Selon le fiscaliste Mohamadou Boye, une personne ou une entreprise qui se trouve dans une situation de dette fiscale peut réagir de trois manières. « Tout d’abord, nous avons le paiement de l’impôt dû, ce qui efface la dette. Il existe également la remise gracieuse, c’est-à-dire que le contribuable demande au ministre des Finances à ne pas payer l’impôt, parce qu’il a des difficultés financières avec des pièces justificatives », poursuit M. Boye. Cependant, indique-t-il, un contribuable peut choisir de ne pas payer la somme due. Ce scénario, qui est le plus risqué, entraîne une accumulation d’intérêts de retard, alourdissant le montant dû.

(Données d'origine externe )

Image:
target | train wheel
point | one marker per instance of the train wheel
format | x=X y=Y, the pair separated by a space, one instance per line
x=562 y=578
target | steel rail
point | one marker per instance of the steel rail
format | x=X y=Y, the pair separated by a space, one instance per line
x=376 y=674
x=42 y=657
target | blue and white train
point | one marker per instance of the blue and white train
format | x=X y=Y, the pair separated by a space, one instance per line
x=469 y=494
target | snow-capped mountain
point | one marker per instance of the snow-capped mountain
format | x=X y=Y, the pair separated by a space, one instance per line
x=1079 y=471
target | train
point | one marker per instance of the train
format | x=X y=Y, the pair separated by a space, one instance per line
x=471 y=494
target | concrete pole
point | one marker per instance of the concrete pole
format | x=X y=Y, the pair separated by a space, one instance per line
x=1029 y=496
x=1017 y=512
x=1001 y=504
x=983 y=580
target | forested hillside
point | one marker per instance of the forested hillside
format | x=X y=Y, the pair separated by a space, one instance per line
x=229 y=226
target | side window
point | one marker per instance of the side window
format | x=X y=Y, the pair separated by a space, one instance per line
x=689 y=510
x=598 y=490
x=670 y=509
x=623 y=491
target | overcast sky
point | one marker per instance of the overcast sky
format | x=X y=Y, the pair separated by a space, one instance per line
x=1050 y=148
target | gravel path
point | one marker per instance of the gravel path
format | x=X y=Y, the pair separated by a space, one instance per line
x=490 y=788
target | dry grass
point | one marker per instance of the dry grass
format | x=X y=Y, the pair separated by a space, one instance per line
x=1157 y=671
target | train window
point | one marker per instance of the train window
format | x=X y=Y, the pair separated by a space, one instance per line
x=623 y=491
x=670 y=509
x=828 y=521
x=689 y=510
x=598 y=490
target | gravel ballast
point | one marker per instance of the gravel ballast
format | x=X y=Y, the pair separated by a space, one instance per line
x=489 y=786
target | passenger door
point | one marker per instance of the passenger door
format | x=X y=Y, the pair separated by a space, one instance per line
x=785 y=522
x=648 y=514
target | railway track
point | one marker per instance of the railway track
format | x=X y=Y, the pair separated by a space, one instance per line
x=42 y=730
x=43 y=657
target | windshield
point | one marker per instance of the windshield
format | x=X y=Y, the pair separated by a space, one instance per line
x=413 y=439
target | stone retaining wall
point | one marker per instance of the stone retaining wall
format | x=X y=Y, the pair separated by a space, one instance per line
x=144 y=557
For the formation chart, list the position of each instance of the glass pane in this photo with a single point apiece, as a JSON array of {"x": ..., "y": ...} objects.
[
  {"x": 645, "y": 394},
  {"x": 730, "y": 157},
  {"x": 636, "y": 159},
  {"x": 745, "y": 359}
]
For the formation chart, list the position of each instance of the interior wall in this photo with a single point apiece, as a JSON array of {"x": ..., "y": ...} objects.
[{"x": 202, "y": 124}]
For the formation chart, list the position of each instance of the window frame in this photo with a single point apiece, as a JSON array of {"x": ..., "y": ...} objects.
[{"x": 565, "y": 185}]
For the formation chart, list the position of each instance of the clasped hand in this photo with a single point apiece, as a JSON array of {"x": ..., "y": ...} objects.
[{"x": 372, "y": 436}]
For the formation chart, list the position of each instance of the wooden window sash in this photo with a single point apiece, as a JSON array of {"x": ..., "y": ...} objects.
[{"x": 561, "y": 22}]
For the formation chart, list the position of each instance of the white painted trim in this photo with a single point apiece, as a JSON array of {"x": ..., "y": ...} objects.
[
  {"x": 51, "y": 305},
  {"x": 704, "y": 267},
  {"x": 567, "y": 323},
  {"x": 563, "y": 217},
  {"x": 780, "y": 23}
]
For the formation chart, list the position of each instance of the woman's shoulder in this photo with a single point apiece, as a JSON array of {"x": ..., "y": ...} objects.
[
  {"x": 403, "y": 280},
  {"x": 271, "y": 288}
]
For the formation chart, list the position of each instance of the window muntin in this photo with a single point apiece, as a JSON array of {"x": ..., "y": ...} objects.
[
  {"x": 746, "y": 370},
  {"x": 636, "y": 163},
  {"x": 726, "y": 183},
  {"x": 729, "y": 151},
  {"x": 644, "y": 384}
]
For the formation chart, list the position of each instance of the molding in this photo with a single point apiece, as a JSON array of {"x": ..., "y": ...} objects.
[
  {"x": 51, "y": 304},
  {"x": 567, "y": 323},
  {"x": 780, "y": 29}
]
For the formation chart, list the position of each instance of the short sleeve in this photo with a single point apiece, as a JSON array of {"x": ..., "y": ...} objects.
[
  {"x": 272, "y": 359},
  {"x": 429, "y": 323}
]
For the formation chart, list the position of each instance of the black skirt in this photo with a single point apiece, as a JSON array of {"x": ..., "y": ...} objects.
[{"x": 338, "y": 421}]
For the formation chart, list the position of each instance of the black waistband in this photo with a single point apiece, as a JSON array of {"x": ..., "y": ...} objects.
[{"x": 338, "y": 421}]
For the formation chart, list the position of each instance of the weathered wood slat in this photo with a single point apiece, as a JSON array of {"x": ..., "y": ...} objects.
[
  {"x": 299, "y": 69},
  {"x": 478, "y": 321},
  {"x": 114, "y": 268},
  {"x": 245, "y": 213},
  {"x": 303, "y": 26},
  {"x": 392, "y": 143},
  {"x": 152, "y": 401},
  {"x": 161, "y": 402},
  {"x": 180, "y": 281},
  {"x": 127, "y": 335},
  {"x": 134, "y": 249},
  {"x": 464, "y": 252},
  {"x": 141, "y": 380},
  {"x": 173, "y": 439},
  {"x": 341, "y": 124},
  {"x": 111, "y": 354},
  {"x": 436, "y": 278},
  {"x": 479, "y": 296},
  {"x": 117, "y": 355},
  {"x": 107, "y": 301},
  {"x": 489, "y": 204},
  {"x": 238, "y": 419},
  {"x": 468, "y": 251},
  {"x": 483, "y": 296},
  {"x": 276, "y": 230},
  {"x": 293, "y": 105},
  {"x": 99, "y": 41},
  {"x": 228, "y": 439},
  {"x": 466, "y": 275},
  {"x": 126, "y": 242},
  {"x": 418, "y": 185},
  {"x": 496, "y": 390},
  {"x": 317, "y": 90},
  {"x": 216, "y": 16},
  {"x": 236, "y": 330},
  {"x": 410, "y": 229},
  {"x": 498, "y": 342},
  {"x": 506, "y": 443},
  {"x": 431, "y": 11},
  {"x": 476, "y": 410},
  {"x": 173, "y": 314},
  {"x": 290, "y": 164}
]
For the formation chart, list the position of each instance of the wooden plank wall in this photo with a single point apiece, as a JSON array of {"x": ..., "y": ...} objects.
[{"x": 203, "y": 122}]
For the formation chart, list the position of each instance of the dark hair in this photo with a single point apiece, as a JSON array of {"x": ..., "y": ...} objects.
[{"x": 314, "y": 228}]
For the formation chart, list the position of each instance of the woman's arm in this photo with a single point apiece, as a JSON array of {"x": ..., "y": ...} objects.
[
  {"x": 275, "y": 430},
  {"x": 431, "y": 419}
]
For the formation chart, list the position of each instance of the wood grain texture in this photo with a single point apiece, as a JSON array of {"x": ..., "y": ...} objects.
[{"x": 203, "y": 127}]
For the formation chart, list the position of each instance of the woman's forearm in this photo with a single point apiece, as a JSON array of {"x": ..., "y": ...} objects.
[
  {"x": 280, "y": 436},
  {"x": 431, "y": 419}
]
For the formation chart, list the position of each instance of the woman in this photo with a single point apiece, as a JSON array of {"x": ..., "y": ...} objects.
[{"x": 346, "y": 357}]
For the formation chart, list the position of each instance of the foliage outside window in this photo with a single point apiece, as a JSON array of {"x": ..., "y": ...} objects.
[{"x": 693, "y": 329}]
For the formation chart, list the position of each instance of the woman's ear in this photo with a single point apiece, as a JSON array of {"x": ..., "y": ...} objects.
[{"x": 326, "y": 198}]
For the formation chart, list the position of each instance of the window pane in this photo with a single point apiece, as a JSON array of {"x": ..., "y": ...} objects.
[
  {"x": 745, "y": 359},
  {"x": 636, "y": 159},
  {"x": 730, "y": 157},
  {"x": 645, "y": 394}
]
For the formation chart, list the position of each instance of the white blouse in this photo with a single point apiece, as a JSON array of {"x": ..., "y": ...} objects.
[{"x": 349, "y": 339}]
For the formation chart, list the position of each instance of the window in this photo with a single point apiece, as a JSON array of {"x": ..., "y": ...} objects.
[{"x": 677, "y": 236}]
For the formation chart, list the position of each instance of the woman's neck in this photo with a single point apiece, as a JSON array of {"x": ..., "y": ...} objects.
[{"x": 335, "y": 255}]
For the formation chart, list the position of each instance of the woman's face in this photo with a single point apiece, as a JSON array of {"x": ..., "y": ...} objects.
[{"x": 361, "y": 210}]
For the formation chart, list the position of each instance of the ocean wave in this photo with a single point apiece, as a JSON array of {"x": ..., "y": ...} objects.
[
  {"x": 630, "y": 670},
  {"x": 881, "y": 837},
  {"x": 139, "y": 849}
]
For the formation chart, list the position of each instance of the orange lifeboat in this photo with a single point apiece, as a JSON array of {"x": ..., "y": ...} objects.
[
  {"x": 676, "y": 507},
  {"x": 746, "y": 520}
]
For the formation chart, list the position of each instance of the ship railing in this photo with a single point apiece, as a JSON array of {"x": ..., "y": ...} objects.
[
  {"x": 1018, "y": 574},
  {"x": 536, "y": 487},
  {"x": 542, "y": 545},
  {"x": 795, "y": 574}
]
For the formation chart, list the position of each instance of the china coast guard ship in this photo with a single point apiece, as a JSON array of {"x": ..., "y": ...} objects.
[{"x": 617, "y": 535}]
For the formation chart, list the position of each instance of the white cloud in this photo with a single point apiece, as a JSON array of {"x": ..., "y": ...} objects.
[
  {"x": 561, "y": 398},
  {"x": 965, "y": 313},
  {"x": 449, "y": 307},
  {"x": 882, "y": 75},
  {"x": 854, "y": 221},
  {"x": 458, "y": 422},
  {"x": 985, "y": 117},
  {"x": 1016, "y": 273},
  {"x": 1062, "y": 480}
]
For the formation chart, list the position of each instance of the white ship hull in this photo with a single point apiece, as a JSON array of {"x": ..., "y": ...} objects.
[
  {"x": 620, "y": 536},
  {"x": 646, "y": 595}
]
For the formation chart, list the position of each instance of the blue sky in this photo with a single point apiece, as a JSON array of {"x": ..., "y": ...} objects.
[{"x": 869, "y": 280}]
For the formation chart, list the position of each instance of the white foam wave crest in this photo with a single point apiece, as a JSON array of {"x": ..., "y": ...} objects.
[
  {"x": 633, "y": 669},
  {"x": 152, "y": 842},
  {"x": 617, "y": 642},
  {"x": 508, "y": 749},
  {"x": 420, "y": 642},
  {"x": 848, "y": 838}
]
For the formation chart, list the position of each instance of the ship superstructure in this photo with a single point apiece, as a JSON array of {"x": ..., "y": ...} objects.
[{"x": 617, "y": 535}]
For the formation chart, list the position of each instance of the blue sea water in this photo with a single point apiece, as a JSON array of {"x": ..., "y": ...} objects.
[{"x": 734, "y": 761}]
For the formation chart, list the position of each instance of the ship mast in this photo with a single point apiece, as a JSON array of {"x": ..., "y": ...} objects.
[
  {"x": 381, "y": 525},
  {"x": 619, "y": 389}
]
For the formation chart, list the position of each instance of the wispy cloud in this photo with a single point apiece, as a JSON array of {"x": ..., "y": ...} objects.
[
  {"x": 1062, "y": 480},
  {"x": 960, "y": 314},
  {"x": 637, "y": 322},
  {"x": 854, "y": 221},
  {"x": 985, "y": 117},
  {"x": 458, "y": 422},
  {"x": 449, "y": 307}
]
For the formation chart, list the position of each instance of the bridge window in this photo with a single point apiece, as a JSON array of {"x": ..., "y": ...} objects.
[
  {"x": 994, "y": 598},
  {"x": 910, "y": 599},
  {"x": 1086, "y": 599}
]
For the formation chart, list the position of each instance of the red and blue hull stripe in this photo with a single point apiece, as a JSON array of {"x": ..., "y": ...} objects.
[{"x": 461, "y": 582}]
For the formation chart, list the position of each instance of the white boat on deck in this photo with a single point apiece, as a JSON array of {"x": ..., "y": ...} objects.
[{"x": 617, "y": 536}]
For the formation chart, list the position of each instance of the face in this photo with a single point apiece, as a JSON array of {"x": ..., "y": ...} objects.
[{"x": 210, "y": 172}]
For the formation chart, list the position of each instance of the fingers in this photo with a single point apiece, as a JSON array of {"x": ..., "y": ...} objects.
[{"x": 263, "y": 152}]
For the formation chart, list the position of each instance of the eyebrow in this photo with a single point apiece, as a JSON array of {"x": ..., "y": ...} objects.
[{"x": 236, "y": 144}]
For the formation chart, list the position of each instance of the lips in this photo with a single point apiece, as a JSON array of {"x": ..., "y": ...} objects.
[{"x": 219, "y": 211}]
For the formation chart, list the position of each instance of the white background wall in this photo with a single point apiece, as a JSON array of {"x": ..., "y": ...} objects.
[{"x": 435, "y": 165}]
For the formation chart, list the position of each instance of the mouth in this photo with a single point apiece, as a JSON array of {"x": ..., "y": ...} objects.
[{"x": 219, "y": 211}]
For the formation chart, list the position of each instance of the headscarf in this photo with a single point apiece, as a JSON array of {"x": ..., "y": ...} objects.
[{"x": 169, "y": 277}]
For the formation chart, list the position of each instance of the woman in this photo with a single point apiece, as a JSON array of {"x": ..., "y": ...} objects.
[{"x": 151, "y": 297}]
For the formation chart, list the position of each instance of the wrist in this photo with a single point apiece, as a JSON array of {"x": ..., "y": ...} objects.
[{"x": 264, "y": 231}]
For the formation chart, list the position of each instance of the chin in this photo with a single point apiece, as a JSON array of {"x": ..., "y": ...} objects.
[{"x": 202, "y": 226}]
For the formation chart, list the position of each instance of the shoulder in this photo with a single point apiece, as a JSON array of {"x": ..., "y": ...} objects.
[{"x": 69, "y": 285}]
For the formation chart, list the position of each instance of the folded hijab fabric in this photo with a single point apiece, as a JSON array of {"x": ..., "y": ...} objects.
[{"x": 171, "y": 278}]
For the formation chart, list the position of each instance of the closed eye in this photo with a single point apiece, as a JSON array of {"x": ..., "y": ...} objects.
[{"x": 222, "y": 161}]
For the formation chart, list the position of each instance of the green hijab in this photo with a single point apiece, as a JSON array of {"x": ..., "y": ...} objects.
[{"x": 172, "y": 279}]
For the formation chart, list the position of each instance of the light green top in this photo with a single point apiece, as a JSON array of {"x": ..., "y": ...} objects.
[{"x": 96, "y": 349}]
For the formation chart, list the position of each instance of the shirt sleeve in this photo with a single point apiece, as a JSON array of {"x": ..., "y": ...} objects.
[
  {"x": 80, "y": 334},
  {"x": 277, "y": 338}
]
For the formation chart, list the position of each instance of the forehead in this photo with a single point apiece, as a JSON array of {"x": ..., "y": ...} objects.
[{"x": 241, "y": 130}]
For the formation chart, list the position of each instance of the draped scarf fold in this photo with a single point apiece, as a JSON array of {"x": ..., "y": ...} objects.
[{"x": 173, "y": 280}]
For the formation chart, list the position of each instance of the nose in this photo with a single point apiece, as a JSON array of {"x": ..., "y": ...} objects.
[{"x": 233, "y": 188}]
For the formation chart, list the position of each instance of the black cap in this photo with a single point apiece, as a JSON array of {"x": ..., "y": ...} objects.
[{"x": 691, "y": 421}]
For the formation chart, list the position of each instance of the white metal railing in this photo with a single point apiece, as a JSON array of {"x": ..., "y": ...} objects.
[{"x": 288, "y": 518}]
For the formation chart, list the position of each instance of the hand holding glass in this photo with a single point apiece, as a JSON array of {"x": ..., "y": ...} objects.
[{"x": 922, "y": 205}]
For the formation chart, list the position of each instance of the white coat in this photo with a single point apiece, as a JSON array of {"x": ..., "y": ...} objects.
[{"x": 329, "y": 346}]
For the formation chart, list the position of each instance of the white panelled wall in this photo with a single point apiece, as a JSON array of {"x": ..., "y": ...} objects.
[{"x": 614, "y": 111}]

De plus, avertit l’inspecteur des impôts Ahmet Lamine Babou, l’administration fiscale peut recourir à des mesures coercitives, telles que des saisies de biens, pour recouvrer la dette.

Photo utilisée à titre d’illustration. © Pexels/Mohamed Hamdi

C’est ainsi que le groupe de presse privé WalFadjri a vu, en juin 2024, « ses comptes bancaires bloqués par les impôts », selon son récit dans un article publié le 13 juin 2024 sur son site (version archivée ici). Les services fiscaux lui réclamaient « des impôts de 2016 à 2018 », a-t-il ajouté, sans en préciser le montant.

Dans son journal paru le 15 juin 2024 (version sauvegardée par Ouestaf News ici), WalFadjri a annoncé que le blocage de ses comptes a été levé après le « paiement d’un acompte sur la somme due aux services du fisc ». Montant versé : un peu plus de 64 millions de FCFA.

Quel est le montant global de la dette fiscale au Sénégal ?

Depuis le début de la polémique au sujet de la dette fiscale de la presse au Sénégal, des chiffres ont été avancés pour ce secteur, mais les recherches d’Ouestaf News ne lui ont pas permis de disposer d’estimations pour tout le pays et tous les secteurs (public, parapublic, privé).

Ouestaf News a sollicité la Direction générale des Impôts et Domaines (DGID) du Sénégal, organisme gouvernemental. L’administration fiscale a promis d’accorder à Ouestaf News un entretien, qui a fait l’objet de plusieurs échanges, sans être suivi d’effet jusqu’à la mise en ligne de ce texte.

Cette fiche d’information sera actualisée lorsque Ouestaf News recevra les réponses de la DGID qui, selon son site, « est compétente pour tout ce qui concerne les impôts directs et taxes assimilées ; les impôts indirects et taxes assimilées autres que ceux exigibles à l’importation et à l’exportation », entre autres matières (version archivée ici).